Mítica patriota ecuatoriana, ha pasado a la historia como la heroína y compañera  de Simón Bolívar. Él mismo la llamó 'Libertadora del Libertador' cuando una noche de septiembre de 1828 lo salvó de un intento de asesinato en Bogotá. Notable personaje que genera odios y amores hasta el día de hoy.

Recién a mediados del siglo XX comenzaron a aparecer biografías que reivindicaron el papel de Manuela Sáenz en la historia de la independencia sudamericana. Y en julio de este año sus restos fueron trasladados, simbólicamente, al Panteón Nacional de los Héroes, en Venezuela, en un acto presidido por los mandatarios Rafael Correa y Hugo Chávez.

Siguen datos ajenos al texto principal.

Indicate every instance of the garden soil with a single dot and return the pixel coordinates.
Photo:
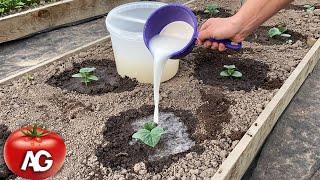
(97, 121)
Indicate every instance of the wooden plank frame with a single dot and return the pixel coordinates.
(242, 155)
(53, 15)
(240, 158)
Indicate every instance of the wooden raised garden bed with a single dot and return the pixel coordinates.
(225, 121)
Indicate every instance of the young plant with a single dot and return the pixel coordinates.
(230, 71)
(150, 134)
(309, 7)
(86, 75)
(212, 9)
(8, 5)
(29, 77)
(278, 31)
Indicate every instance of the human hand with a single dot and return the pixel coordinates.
(220, 28)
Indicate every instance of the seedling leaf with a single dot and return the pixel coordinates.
(274, 32)
(237, 74)
(93, 77)
(149, 137)
(224, 74)
(285, 35)
(212, 9)
(309, 8)
(87, 70)
(77, 75)
(149, 125)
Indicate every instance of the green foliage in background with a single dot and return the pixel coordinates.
(150, 134)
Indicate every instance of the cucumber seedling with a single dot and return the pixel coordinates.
(212, 9)
(278, 31)
(230, 71)
(86, 75)
(150, 134)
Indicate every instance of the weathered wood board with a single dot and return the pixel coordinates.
(54, 15)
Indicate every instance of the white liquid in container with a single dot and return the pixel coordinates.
(173, 38)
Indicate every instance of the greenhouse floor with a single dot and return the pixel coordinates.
(292, 150)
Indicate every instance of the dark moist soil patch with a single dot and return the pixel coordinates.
(210, 64)
(118, 131)
(203, 15)
(5, 173)
(236, 135)
(116, 152)
(109, 79)
(260, 36)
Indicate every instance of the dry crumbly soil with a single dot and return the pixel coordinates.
(216, 112)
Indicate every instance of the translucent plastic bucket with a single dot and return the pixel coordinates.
(133, 59)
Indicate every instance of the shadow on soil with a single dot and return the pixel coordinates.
(209, 65)
(117, 150)
(260, 36)
(5, 173)
(109, 80)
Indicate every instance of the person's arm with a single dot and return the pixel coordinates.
(250, 16)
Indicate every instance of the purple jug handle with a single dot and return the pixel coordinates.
(228, 43)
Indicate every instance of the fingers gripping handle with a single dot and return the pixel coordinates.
(228, 43)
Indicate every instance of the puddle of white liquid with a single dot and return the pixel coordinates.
(173, 37)
(176, 139)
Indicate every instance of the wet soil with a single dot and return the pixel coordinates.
(209, 65)
(213, 113)
(203, 15)
(261, 36)
(5, 173)
(109, 79)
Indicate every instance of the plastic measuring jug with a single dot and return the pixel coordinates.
(172, 13)
(125, 24)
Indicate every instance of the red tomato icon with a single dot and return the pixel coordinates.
(34, 153)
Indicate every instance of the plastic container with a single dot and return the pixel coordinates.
(133, 59)
(172, 13)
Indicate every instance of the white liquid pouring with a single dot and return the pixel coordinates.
(173, 37)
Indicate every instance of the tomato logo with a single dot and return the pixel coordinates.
(34, 153)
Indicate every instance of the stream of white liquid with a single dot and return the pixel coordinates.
(173, 37)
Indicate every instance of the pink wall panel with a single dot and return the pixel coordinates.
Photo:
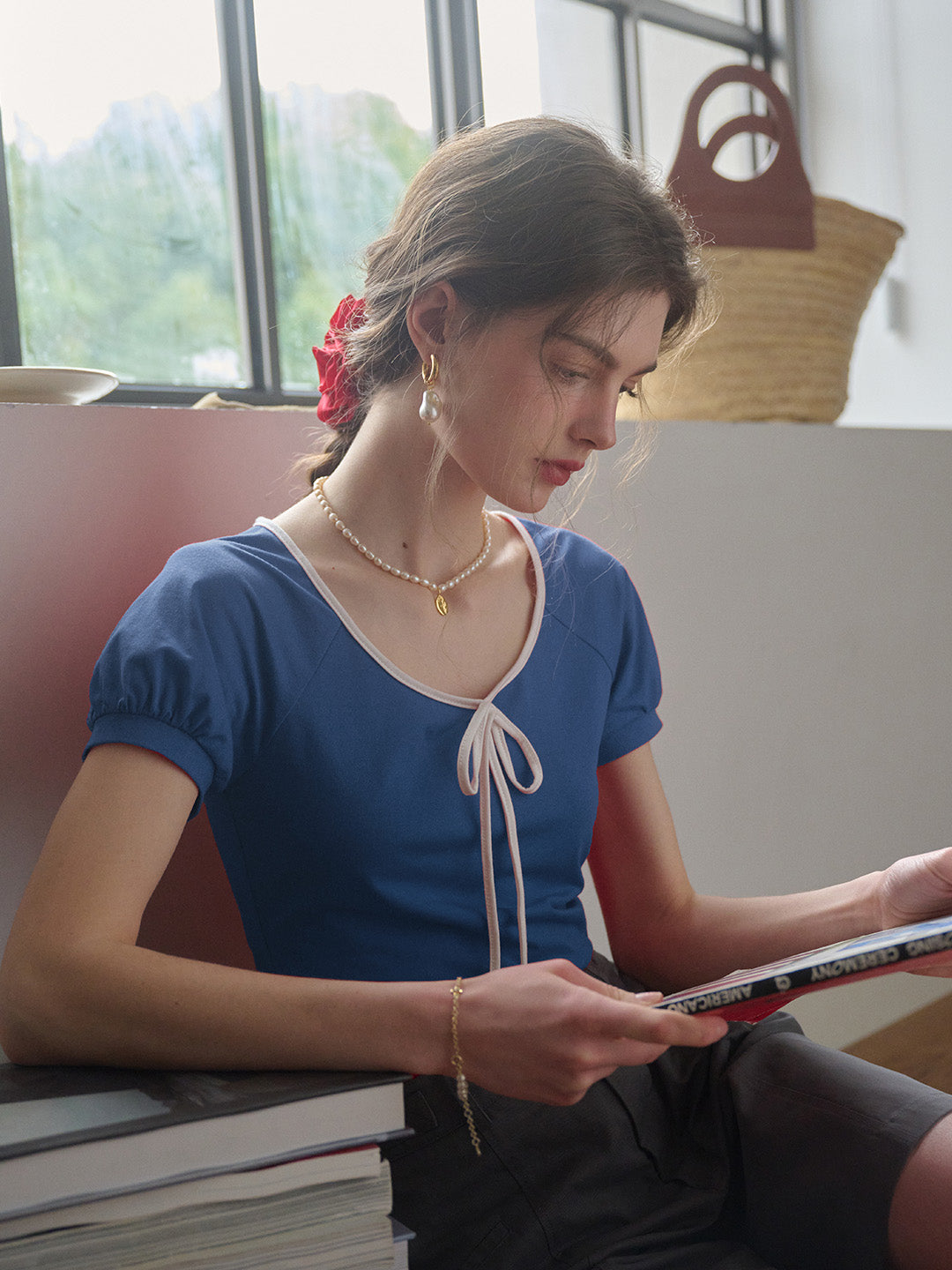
(93, 501)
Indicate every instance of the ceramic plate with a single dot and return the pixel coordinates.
(54, 385)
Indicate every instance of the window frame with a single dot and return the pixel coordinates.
(456, 88)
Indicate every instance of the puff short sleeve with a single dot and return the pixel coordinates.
(178, 673)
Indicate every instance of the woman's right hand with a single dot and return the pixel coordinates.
(547, 1032)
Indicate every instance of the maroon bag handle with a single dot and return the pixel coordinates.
(775, 207)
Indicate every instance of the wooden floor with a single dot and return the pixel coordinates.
(919, 1045)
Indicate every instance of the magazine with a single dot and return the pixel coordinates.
(753, 995)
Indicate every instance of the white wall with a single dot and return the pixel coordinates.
(799, 587)
(877, 101)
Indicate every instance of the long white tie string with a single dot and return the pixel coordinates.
(484, 761)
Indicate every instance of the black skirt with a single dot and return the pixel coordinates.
(762, 1151)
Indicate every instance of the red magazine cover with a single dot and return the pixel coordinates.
(753, 995)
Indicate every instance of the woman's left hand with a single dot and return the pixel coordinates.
(914, 889)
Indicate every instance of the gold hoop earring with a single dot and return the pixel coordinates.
(430, 406)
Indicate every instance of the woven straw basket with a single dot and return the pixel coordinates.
(788, 315)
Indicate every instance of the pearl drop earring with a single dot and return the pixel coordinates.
(430, 406)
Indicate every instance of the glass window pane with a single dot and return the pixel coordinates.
(117, 190)
(733, 11)
(550, 57)
(346, 97)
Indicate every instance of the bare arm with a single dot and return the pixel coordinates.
(75, 989)
(666, 935)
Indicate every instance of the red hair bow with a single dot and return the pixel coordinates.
(339, 398)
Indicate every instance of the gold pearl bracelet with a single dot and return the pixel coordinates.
(462, 1085)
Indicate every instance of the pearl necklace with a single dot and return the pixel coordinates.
(438, 588)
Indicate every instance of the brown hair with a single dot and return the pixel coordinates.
(522, 215)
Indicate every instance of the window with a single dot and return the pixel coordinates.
(190, 202)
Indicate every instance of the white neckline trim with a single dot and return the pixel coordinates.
(383, 660)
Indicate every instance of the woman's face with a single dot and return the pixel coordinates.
(525, 404)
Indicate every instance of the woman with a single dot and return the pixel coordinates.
(409, 719)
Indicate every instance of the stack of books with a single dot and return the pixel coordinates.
(112, 1169)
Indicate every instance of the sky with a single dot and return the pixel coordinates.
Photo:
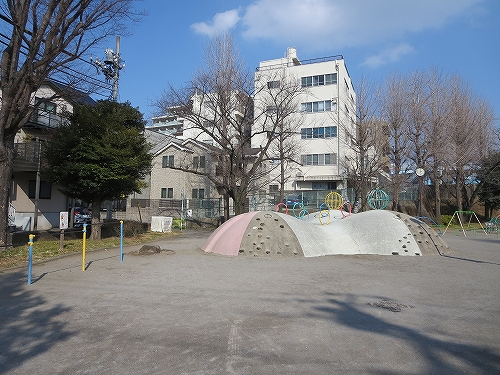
(376, 38)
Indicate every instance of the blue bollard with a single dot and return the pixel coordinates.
(121, 240)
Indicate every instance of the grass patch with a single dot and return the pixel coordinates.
(46, 248)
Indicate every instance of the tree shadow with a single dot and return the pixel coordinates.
(27, 327)
(441, 356)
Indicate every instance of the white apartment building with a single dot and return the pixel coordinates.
(325, 112)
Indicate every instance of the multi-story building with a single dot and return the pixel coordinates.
(37, 202)
(324, 118)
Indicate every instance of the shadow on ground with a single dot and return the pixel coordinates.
(27, 328)
(440, 356)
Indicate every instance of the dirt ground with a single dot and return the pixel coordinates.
(183, 311)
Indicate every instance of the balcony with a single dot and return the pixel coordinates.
(42, 119)
(26, 156)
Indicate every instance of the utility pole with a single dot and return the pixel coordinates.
(111, 67)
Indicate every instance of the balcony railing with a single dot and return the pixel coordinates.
(45, 119)
(27, 156)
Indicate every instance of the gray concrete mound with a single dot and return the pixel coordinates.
(266, 233)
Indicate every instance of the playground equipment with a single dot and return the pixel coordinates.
(334, 200)
(267, 233)
(493, 225)
(377, 199)
(425, 219)
(458, 215)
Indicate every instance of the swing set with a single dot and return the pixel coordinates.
(471, 215)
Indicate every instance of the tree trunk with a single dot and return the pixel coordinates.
(239, 203)
(6, 162)
(96, 221)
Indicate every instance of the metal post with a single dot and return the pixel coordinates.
(37, 186)
(84, 245)
(30, 257)
(121, 240)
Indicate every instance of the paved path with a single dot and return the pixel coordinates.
(191, 312)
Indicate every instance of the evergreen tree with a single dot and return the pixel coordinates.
(100, 154)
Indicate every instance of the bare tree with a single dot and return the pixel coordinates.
(368, 143)
(418, 129)
(471, 139)
(394, 113)
(438, 131)
(217, 105)
(276, 117)
(45, 39)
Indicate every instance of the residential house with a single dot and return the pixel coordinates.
(36, 201)
(326, 109)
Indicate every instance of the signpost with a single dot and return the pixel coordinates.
(63, 224)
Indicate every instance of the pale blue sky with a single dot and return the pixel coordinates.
(375, 38)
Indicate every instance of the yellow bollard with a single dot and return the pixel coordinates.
(84, 245)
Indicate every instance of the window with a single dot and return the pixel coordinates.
(45, 190)
(45, 106)
(273, 85)
(167, 192)
(321, 132)
(319, 80)
(319, 159)
(198, 162)
(331, 79)
(198, 194)
(306, 81)
(321, 106)
(167, 161)
(271, 109)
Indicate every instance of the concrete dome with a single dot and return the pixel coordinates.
(267, 233)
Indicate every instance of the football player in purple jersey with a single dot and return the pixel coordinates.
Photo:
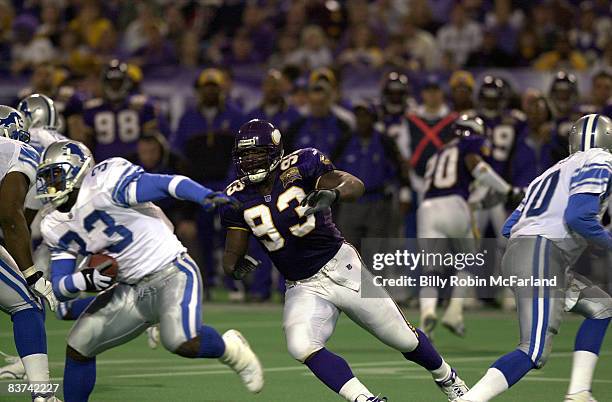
(285, 204)
(114, 122)
(445, 214)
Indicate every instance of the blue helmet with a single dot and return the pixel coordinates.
(12, 125)
(258, 150)
(467, 125)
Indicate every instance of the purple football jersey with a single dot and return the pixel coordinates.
(503, 132)
(447, 173)
(299, 246)
(117, 128)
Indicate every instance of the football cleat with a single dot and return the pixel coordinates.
(14, 370)
(583, 396)
(454, 387)
(428, 324)
(153, 336)
(240, 357)
(454, 323)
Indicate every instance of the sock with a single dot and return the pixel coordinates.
(72, 309)
(31, 344)
(211, 343)
(428, 299)
(331, 369)
(588, 343)
(425, 355)
(353, 389)
(492, 384)
(79, 379)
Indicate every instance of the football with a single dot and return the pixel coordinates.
(107, 265)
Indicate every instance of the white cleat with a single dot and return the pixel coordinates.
(14, 370)
(583, 396)
(240, 357)
(153, 336)
(454, 387)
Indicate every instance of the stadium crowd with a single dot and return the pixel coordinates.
(68, 50)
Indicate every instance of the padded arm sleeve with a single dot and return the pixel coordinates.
(582, 216)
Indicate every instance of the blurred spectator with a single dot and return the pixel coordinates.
(91, 25)
(563, 57)
(589, 37)
(287, 44)
(241, 52)
(375, 159)
(505, 24)
(421, 45)
(461, 36)
(362, 51)
(157, 52)
(27, 49)
(462, 85)
(320, 128)
(313, 52)
(490, 54)
(258, 30)
(274, 107)
(533, 152)
(51, 21)
(528, 48)
(428, 129)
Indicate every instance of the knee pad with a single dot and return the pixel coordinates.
(302, 351)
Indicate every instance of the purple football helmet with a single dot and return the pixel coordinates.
(258, 150)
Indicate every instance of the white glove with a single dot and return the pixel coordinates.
(91, 280)
(40, 286)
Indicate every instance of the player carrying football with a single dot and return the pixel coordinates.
(558, 218)
(286, 203)
(21, 282)
(108, 209)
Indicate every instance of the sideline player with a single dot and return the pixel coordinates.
(107, 209)
(445, 214)
(323, 272)
(558, 218)
(22, 282)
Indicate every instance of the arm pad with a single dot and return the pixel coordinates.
(484, 174)
(62, 279)
(582, 216)
(155, 187)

Criada y educada en un convento de monjas en Quito, se fugó a los 17 años, dicen que seducida por un militar. Su padre decidió casarla con James Thorne, un riquísimo médico inglés casi treinta años mayor que ella. Junto a él se codeó con la aristocracia limeña, al tiempo que se involucró en actividades políticas a favor de la independencia de Nueva Granada y Perú.

En 1822 conoció a Simón Bolívar. Ella tenía 24 años y él, 39. No se separaron hasta la muerte de él, 8 años después. Manuela dio por terminado su matrimonio con el inglés para acompañar a Bolívar en las campañas independentistas. Se encargaba de sus archivos, organizaba a las tropas y atendía a los soldados heridos. Combatió con tal destreza, que fue nombrada teniente de Húsares del Ejército Libertador, y fue ascendida a coronel.

Por su influencia política, se la consideraba una mujer peligrosa, siendo desterrada de Colombia y Ecuador. Se instaló entonces en el pueblo peruano de Paita, dedicándose los siguientes 25 años de su vida a la venta de tabaco y a la confección de dulces y bordados por encargo. Murió en 1856 en una epidemia de difteria que azotó a la región.

Manuela Sáenz fue una mujer hábil, intrépida y provocadora. Cuenta la leyenda que al morir Bolívar de tuberculosis, en 1830, ella, cual Cleopatra, se hizo morder por una víbora para morir envenenada. No le resultó. "Vivo lo adoré, muerto lo venero", decía. Neruda le escribió: "Manuelita, hoy eres memoria viva de la libertad. Hoy eres el espejo en el que otras mujeres se miran y agigantan".